Yutaka Motohashi es director del Centro de Promoción de Medidas contra el Suicidio de Japón. En diálogo con Infobae, contó que las más perjudicadas fueron las mujeres más jóvenes. “Un análisis de los datos estadísticos sobre los suicidios registrados en agosto muestra que el aumento fue grande entre las mujeres de 20 a 30 años y que entre las desempleadas fue aproximadamente cuatro veces superior que entre las que trabajaban. Las encuestas revelan que el impacto de los despidos fue muy significativo para las empleadas eventuales. Esto indica que las mujeres se ven más afectadas que los hombres por el deterioro del entorno laboral. En cuanto al alza del número de suicidios en octubre, además de los factores de fondo, es evidente que influyeron informes de suicidios de celebridades, por el efecto imitación. Por supuesto, también hay que tener en cuenta otros elementos, como la violencia doméstica y el impacto de no poder salir”.
La economía no puede explicar todo. Si el deterioro de los vínculos sociales y la pérdida de los marcos de contención que ordenan la vida están asociados a un incremento de los suicidios, es lógico que eso esté sucediendo ahora ante los llamados al aislamiento, la proliferación de noticias alarmistas y la incertidumbre total sobre cómo va a ser la vida el mes que viene.
Si las mujeres también se llevan la peor parte en este sentido es porque en muchas familias la disrupción fue aún mayor para ellas. En algunos casos, porque el encierro aumentó los episodios de violencia intrafamiliar. En otros casos, porque tuvieron que hacerse cargo de la educación de sus hijos mientras las escuelas permanecieron cerradas.
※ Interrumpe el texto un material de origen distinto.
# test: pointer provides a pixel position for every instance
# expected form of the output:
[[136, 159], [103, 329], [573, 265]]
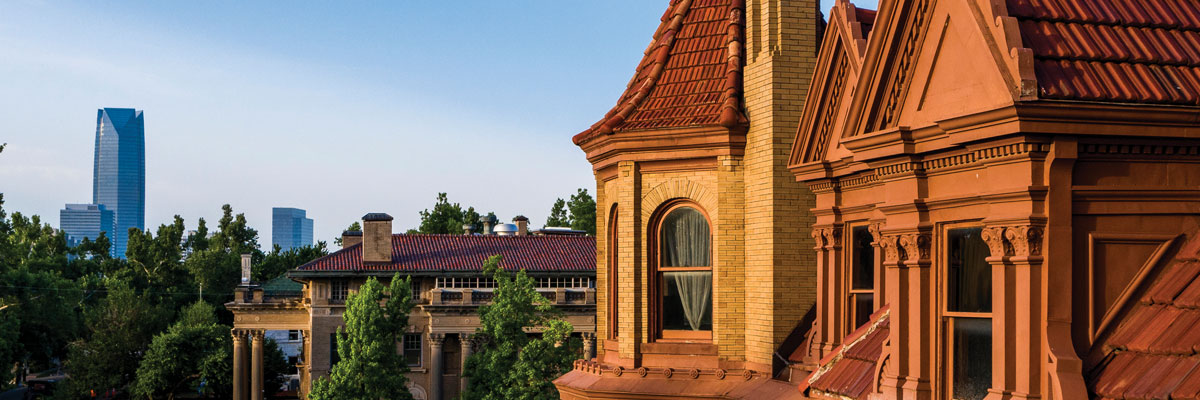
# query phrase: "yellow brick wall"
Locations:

“Es muy posible que las mujeres se vean más perjudicadas por la soledad, especialmente si no están casadas o lo están de forma infeliz —dijo Schaede—. Al mismo tiempo, muchas madres deben lidiar con los niños en su casa. Japón no tuvo un confinamiento total, pero las escuelas cerraron durante largos períodos, y hubo poco apoyo para quienes tenían dificultades para recibir clases online. También aumentaron la violencia doméstica y el abuso, incluso a hijas que tuvieron que volver a casa de sus padres. Y, quizá lo más importante, sigue siendo difícil para los japoneses hablar de sus propios problemas con otros. Las normas de no molestar a los demás, no sobresalir y no quejarse son muy profundas. La depresión se está convirtiendo en una aflicción aceptable, pero la gente sigue siendo tímida para hablar de ella o buscar ayuda. Tampoco saben qué hacer o cómo colaborar. Hay muy pocas líneas de atención telefónica y pocos lugares a los que acudir”.
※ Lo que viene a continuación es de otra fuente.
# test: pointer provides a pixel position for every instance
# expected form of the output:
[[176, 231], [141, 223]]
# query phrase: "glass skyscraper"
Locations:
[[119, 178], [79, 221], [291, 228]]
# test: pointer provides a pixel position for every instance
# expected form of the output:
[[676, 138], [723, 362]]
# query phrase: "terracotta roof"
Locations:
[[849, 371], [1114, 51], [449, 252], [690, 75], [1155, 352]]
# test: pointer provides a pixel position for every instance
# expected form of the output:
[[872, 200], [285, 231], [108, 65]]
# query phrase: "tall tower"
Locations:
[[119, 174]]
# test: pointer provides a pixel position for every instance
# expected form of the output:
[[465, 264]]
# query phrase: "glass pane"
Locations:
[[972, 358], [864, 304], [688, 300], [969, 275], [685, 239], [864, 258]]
En parte, estas son las mismas causas por las que los jóvenes sufrieron más que otros grupos etarios los efectos de la pandemia. La escuela es el principal espacio de socialización para todos, y para muchos en Japón es el único. Sin poder interactuar cara a cara con sus pares durante mucho tiempo y con enormes dificultades para relacionarse con sus padres, era inevitable que escalaran la angustia y la depresión. El Centro Nacional para la Salud y el Desarrollo Infantil realizó una amplia encuesta que reveló que el 75% de los jóvenes japoneses en edad escolar experimentaron estrés durante el último año.
“La verdadera razón del aumento de los suicidios de estudiantes durante la pandemia es difícil de explicar con claridad. Puede estar relacionada con la restricción de las salidas que experimentó toda la sociedad y la suspensión de los eventos en los que participan e interactúan los jóvenes en los entornos educativos. Un análisis de las estadísticas de suicidios de jóvenes en edad escolar revela que el número suele incrementar bruscamente después de vacaciones largas. A este factor, el COVID-19 sumó otros, como el aumento del maltrato y del abuso debido a que los niños tuvieron que pasar más tiempo con sus padres”, sostuvo Motohashi.